Engelli Hakları İzleme Grubu Projesi, Toplumsal Haklar ve Araştırmalar Derneği ile İstanbul Bilgi Üniversitesi ortaklığıyla hazırlanan raporda, engellilerin; anayasa, yasalar ve Türkiye’de taraf olduğu uluslararası sözleşmeler ile sağlanan eğitim, erişim, çalışma hayatı ve sosyal güvenlik haklarından ayrımcılığa uğramadan, ne ölçüde yararlanabildiğinin ölçülerek-izlendiği verileri içerdi. Bir yıl süren çalışma sonucunda elde edilen veriler engellilerin ders kitaplarında da ihlallere uğradığını gösteriyor.
Dağmedya’da yer alan habere göre, raporun sonuç kısmında şunlara yer veriliyor:
“Türkiye’de engellilere yönelik ‘eksik olma’, ‘yardıma muhtaç olma’, ‘yapamama’, ‘aciz olma’ gibi önyargılarla ve kalıp yargılar yaygın niteliktedir.
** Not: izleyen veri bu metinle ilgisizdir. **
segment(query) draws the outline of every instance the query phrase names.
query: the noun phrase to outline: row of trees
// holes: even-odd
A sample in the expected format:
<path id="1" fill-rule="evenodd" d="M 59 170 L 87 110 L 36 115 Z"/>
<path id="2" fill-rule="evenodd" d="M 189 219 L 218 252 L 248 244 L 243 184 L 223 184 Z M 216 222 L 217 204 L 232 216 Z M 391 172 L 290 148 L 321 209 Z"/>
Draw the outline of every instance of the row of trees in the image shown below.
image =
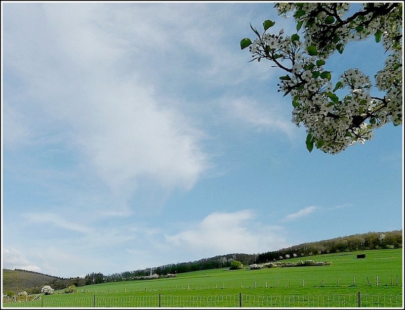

Araştırmamız, ders kitaplarının bu tür önyargıları ve kalıp yargıları destekleyen ve üreten kaynaklardan biri olduğunu göstermektedir.
Ders kitaplarında engellileri toplumsal yaşamın içinde resmeden ve insan hakları perspektifini vurgulayan örneklerin sayısı yok denecek kadar azdır. Kitaplarda yazılan ya da alıntılanan metinlerde ve görsellerde engelliler genellikle ‘yaşlı, kadın, düşkün, yetim ve kimsesizler’ ile birlikte anılmakta, ‘topluma kazandırılmaları gereken’ insanlar olarak sunulmaktadır.
Ders kitaplarındaki metinlerin ve görsellerin hemen tamamında engelliler kendi başlarına sokağa çıkamayan, karşıdan karşıya geçemeyen, çalışamayan insanlar olarak resmedilmektedir. Bu durumun sebebi olarak da insanların sakat/engelli olmaları gösterilmektedir.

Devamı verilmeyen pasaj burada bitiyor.